Let $\mathcal{P}$ be the class of i.i.d. processes on $A^\infty$ where $A = \{ 1, \dots, k \}$, and let $Q$ be the coding process treated in class, $$Q(x_1^n)=\frac{\prod_{i=1}^k [(n_i-\frac{1}{2})(n_i-\frac{3}{2}) \cdots \frac{1}{2}]}{(n-1+\frac{k}{2})(n-2+\frac{k}{2})\cdots \frac{k}{2}},$$ where $n_i$ is the number of occurrences of symbol $i$ in $x_1^n$ (the product in the numerator is defined to be $1$ if $n_i = 0$.)
I would like to prove that $$\frac{\prod_{i=1}^k(\frac{n_i}{n})^{n_i}}{Q(x_1^n)}$$ is bounded both above and below by a constant (depending on the alphabet size $k$ only) times $n^{\frac{k-1}{2}}$ and thus concluding that for the class of i.i.d. processes $R_n^*=\frac{k-1}{2}\log n + O(1)$.
I tried rewriting $Q(x_1^n)$ using $$(n-\frac{1}{2})(n-\frac{3}{2})\cdots \frac{1}{2} = \frac{(2n)!}{2^{2n}n!}$$ in terms of factorials (regarding the denominator, distinguishing the cases $k=$ odd and $k=$ even), then applying Stirling’s formula $$\sqrt{2\pi}n^{n+\frac{1}{2}}e^{-n+\frac{1}{12(n+1)}}\leq n!\leq \sqrt{2\pi}n^{n+\frac{1}{2}}e^{-n+\frac{1}{12n}}.$$
I'm going to explicitly assume $k \le 2n$. Since you're arguing in the regime $n = \omega(1), k = \Theta(1),$ this asymptotically holds.
This is essentially an exercise in judiciously using Stirling's approximation, and being nice to oneself by hiding factors that don't matter.
The numerator of $Q$ is $ N:= \prod_{i= 1}^k \frac{(2n_i)!}{4^{n_i} n_i!} $ by the expression you have. Using Stirling's approximation in the form you have, we can further bound the terms as $$ \frac{1}{C'}n_i^{n_i} e^{-n_i} \le \frac{(2n_i)!}{4^{n_i} n_i!} \le C \frac{(2n_i)^{2n_i + 1/2} e^{-2n_i}}{4^{n_i} n_i^{n_i + 1/2} e^{-n_i}} = C' n_i^{n_i} e^{-n_i},$$
where $C, C'$ are some absolute constants. This tells us that $$ N \asymp e^{-n} \prod n_i^{n_i},$$ where by $\asymp$ I mean equal up to factors depending only on $k$.

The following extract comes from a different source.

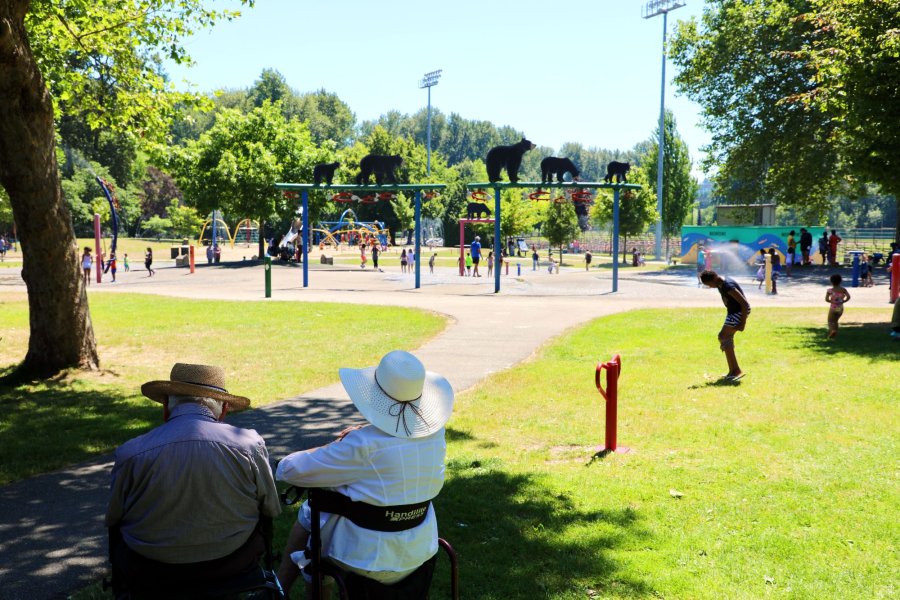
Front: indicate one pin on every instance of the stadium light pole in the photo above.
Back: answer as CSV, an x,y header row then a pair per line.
x,y
651,9
429,81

Simlarly let $D$ be the denominator of $Q$. Since we don't care about $k$-dependent factors, note that we can increase the demoninator to just $(n-1 + k/2)!$ if $k$ is even, or to $(n-1+k/2) \dots 1/2$ if $k$ is odd. For even $k$, then, $$D \asymp (n-1 + k/2)^{n + (k-1)/2} e^{-n} = (n + \lfloor (k+1)/2 \rfloor-1)^{n + (k-1)/2} e^{-n}$$
While for odd $k$, we instead have the expression $$ D \asymp (n + (k-1)/2 - 1/2) \dots 1/2 = \frac{ (2n + k-1)!}{4^{n + (k-1)/2} (n +(k-1)/2)!}\\ \asymp (n + (k-1)/2)^{n + (k-1)/2} e^{-n} = (n + \lfloor (k+1)/2 \rfloor -1)^{n + (k-1)/2} e^{-n}.$$
So, $$Q \asymp \frac{\prod n_i^{n_i}}{ (n + \lfloor (k+1)/2 \rfloor-1)^{n + (k-1)/2}} = \frac{\prod (n_i/n)^{n_i}}{n^{-n} (n + \lfloor (k+1)/2 \rfloor -1)^{n + (k-1)/2}}.$$
So the conclusion will follow if $$ (n+ \lfloor (k+1)/2 \rfloor-1)^{n + (k-1)/2} \asymp n^{ n + (k-1)/2}.$$
To see this, note that the ratio of these is $$ 1 \le \left(1 + \frac{\lfloor (k+1)/2 \rfloor -1}{n}\right)^{n + (k-1)/2} \le \exp\left( \frac{k}{n} (n + (k-1)/2)\right) \le \exp(2 k)$$
under the assumption $k \le 2n.$ But these bounds are only $k$ dependent, so the ratio is $\asymp 1$ as needed.